Questa logica rischia di abbassare la qualità di molte città e di molti quartieri, dove vediamo sorgere nel cuore vitale di questi, enormi ed anonimi edifici incapaci di ridare valore storico ed estetico all’area stessa in cui vengono realizzati. Ma la città accogliente (152) quella che crea relazioni, che consente il riconoscimento dell’altro e che integra le differenze dovrebbe essere caratterizzata dalla presenza “di spazi che collegano, mettono in relazione”. Al contrario l’edificazione nel cuore di un quartiere di brutti edifici di lusso (brutti nel senso amorale, in quanto lì non ci dovevano stare, ma ci stanno solo per ragioni economiche), sembra riflettere più la preoccupazione della presenza del diverso, che non la volontà di aprirsi alla città, al quartiere.
A questa preoccupazione si risponde realizzando strutture che ingabbiano il proprietario, proiettandolo in una realtà elitaria, che però lo rende avulso e scollegato con la vita quotidiana del quartiere.
In realtà il territorio edificato e lo spazio verde sono sullo stesso piano di interesse, perché ogni volta che la città si espande, occupa e trasforma una porzione di territorio, che ha una sua storia e una sua identità, queste vengono cancellate.
Quindi le operazioni di speculazione edilizia sottraggono al resto della comunità, non solo spazi che si sarebbero potuti valorizzare diversamente, ma anche la memoria storica dei luoghi (se fra quindici, vent’anni dovessimo chiedere ad un giovane valdagnese di indicare il luogo d’intervento, sia esso città, campagna o natura”. dove un tempo veniva conferito e lavorato il latte prodotto dalle vacche che animavano i pascoli intorno a Valdagno, questi probabilmente non saprebbe rispondere, semplicemente perché gli è stata negata la memoria storica collettiva).
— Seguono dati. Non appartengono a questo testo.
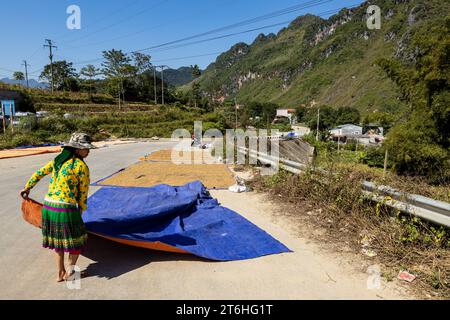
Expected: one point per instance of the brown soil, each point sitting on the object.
(146, 174)
(195, 156)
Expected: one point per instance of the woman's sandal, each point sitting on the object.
(83, 274)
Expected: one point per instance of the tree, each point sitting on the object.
(196, 72)
(89, 71)
(19, 76)
(64, 75)
(116, 69)
(142, 62)
(419, 145)
(347, 115)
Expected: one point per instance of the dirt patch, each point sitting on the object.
(147, 174)
(334, 206)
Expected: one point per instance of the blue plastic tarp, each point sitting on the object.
(186, 217)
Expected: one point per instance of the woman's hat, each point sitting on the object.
(80, 140)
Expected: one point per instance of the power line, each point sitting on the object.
(203, 40)
(133, 34)
(242, 23)
(120, 10)
(285, 11)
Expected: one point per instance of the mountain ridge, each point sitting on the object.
(322, 61)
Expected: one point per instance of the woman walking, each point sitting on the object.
(63, 229)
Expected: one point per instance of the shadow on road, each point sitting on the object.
(113, 259)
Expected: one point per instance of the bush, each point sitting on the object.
(373, 157)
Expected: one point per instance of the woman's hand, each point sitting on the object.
(25, 193)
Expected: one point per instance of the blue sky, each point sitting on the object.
(136, 24)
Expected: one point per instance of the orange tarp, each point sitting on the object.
(14, 153)
(32, 213)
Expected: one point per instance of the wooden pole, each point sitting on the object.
(11, 118)
(318, 121)
(385, 163)
(4, 120)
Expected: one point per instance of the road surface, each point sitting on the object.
(122, 272)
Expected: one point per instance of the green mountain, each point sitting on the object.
(325, 62)
(178, 77)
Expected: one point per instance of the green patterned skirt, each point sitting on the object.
(63, 228)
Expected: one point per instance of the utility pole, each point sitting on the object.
(50, 46)
(385, 163)
(162, 82)
(3, 118)
(154, 83)
(118, 90)
(235, 113)
(318, 121)
(26, 71)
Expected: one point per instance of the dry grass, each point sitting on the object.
(336, 205)
(147, 174)
(180, 157)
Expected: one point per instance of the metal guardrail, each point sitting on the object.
(432, 210)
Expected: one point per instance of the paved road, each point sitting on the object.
(122, 272)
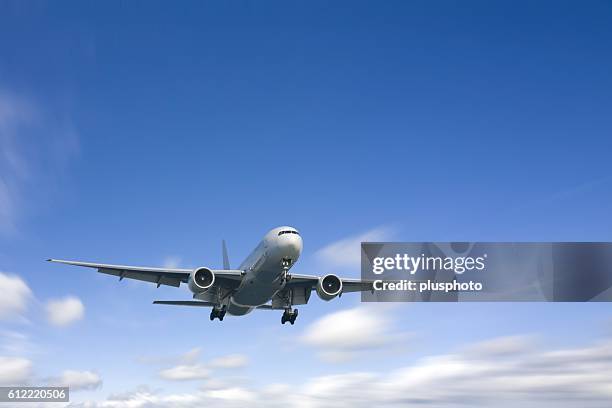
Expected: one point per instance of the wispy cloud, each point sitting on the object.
(15, 297)
(341, 336)
(15, 370)
(346, 253)
(172, 262)
(189, 368)
(502, 372)
(77, 380)
(64, 311)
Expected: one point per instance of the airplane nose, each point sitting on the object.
(292, 246)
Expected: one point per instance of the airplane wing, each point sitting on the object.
(348, 285)
(159, 276)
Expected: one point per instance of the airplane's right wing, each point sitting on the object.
(159, 276)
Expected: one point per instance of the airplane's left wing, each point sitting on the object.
(159, 276)
(348, 285)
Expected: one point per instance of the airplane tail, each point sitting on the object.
(225, 257)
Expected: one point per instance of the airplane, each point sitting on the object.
(262, 281)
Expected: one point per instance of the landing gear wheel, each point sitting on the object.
(293, 317)
(216, 313)
(289, 316)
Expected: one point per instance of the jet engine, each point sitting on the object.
(329, 287)
(200, 280)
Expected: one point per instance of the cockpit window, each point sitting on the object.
(287, 232)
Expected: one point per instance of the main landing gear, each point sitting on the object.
(217, 313)
(289, 316)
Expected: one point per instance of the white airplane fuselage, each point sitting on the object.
(264, 269)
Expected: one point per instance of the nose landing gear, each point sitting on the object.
(286, 264)
(289, 316)
(217, 313)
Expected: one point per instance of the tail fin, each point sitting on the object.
(225, 257)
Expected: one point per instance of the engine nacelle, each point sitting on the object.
(201, 279)
(329, 287)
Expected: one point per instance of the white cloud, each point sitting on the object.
(15, 296)
(188, 368)
(340, 335)
(509, 372)
(62, 312)
(229, 361)
(185, 372)
(15, 370)
(347, 252)
(77, 380)
(172, 262)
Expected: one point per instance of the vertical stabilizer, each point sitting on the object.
(225, 257)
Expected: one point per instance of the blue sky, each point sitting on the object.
(145, 132)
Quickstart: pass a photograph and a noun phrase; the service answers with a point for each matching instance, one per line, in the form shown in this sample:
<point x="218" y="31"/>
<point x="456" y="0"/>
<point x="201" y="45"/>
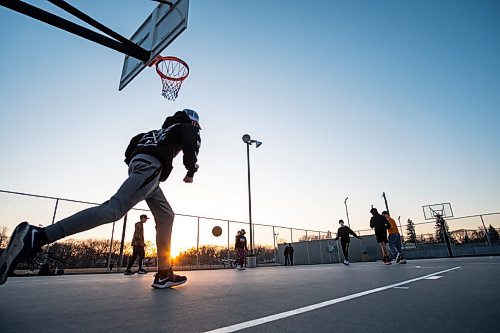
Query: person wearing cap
<point x="138" y="246"/>
<point x="394" y="239"/>
<point x="240" y="245"/>
<point x="380" y="225"/>
<point x="343" y="233"/>
<point x="149" y="158"/>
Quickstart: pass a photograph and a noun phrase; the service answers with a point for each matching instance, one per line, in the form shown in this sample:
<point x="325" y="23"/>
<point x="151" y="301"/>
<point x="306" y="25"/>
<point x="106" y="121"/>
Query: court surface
<point x="441" y="295"/>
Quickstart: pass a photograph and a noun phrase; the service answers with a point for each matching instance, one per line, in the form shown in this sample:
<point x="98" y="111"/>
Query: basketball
<point x="217" y="231"/>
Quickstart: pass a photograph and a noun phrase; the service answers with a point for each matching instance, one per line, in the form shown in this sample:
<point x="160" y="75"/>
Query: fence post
<point x="111" y="246"/>
<point x="307" y="250"/>
<point x="198" y="245"/>
<point x="274" y="246"/>
<point x="320" y="249"/>
<point x="488" y="239"/>
<point x="228" y="239"/>
<point x="55" y="211"/>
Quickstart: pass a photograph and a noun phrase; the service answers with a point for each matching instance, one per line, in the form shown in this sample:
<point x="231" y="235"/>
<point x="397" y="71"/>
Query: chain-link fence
<point x="108" y="248"/>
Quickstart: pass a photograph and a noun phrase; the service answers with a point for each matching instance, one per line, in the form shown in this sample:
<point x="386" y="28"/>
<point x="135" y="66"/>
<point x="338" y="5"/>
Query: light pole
<point x="346" y="212"/>
<point x="248" y="140"/>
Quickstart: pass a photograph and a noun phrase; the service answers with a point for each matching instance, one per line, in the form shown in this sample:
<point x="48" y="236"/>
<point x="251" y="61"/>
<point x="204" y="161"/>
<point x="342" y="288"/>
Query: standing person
<point x="240" y="246"/>
<point x="149" y="158"/>
<point x="380" y="224"/>
<point x="290" y="253"/>
<point x="394" y="239"/>
<point x="138" y="246"/>
<point x="343" y="233"/>
<point x="287" y="255"/>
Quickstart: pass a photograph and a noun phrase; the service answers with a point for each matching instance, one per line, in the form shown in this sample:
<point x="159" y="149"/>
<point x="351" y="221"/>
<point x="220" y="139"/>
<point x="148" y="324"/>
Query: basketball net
<point x="172" y="71"/>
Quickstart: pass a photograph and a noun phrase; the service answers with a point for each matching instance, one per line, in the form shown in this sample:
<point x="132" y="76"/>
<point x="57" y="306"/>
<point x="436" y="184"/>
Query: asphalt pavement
<point x="441" y="295"/>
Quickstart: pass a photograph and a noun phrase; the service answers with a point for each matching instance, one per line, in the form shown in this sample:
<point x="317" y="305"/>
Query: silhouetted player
<point x="149" y="158"/>
<point x="343" y="233"/>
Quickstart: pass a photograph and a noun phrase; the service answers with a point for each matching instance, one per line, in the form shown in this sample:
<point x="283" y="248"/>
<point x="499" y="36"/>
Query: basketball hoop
<point x="172" y="72"/>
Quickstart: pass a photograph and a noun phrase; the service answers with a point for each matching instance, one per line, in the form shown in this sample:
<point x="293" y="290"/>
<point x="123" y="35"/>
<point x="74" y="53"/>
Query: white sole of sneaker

Sempre papa Francesco rimarca come “Il principio della subordinazione della proprietà privata alla destinazione universale dei beni e, perciò, il diritto universale al loro uso, è una regola d’oro del comportamento sociale, e il primo principio di tutto l’ordinamento etico-sociale. La tradizione cristiana non ha mai riconosciuto come assoluto o intoccabile il diritto alla proprietà privata, e ha messo in risalto la funzione sociale di qualunque forma di proprietà privata” (93).